🤖 AI Summary
This work addresses the instability and unreliability of attribution explanations in large language models, which often arise from interference by redundant or merely correlated contextual information. To mitigate this issue, the paper proposes RISE, a novel method that introduces, for the first time, a redundancy-insensitive attribution scoring mechanism. RISE leverages conditional information analysis to quantify the unique contribution of each input token relative to the rest of the context, thereby effectively distinguishing essential signals from non-essential yet contextually related redundancies.
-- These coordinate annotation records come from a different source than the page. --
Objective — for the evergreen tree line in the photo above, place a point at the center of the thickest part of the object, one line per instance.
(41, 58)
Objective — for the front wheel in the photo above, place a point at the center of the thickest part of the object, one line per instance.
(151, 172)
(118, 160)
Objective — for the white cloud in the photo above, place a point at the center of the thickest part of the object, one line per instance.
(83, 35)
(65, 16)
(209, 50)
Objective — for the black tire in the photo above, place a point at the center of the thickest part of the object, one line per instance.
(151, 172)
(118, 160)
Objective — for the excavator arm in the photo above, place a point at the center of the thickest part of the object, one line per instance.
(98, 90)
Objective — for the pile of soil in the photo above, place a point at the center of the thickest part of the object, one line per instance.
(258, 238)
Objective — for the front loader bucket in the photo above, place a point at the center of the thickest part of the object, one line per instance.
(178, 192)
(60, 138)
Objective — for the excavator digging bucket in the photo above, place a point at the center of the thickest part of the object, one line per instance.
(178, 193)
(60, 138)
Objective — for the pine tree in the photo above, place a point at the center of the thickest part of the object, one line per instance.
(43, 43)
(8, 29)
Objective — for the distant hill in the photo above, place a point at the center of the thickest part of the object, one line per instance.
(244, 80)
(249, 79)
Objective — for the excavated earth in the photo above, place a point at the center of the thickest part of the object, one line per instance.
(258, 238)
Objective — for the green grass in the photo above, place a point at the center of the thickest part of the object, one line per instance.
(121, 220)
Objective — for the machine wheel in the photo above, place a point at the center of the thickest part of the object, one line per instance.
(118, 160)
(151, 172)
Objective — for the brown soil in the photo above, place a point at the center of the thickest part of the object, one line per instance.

Experimental results across multiple tasks demonstrate that RISE significantly enhances the stability, robustness, and faithfulness of model attributions, thereby improving the interpretability and monitorability of large language model behaviors.
📝 Abstract
Large language models (LLMs) generate outputs by utilizing extensive context, which often includes redundant information from prompts, retrieved passages, and interaction history. In critical applications, it is vital to identify which context elements actually influence the output, as standard explanation methods struggle with redundancy and overlapping context. Minor changes in input can lead to unpredictable shifts in attribution scores, undermining interpretability and raising concerns about risks like prompt injection. This work addresses the challenge of distinguishing essential context elements from correlated ones. We introduce RISE (Redundancy-Insensitive Scoring of Explanation), a method that quantifies the unique influence of each input relative to others, minimizing the impact of redundancies and providing clearer, stable attributions. Experiments demonstrate that RISE offers more robust explanations than traditional methods, emphasizing the importance of conditional information for trustworthy LLM explanations and monitoring.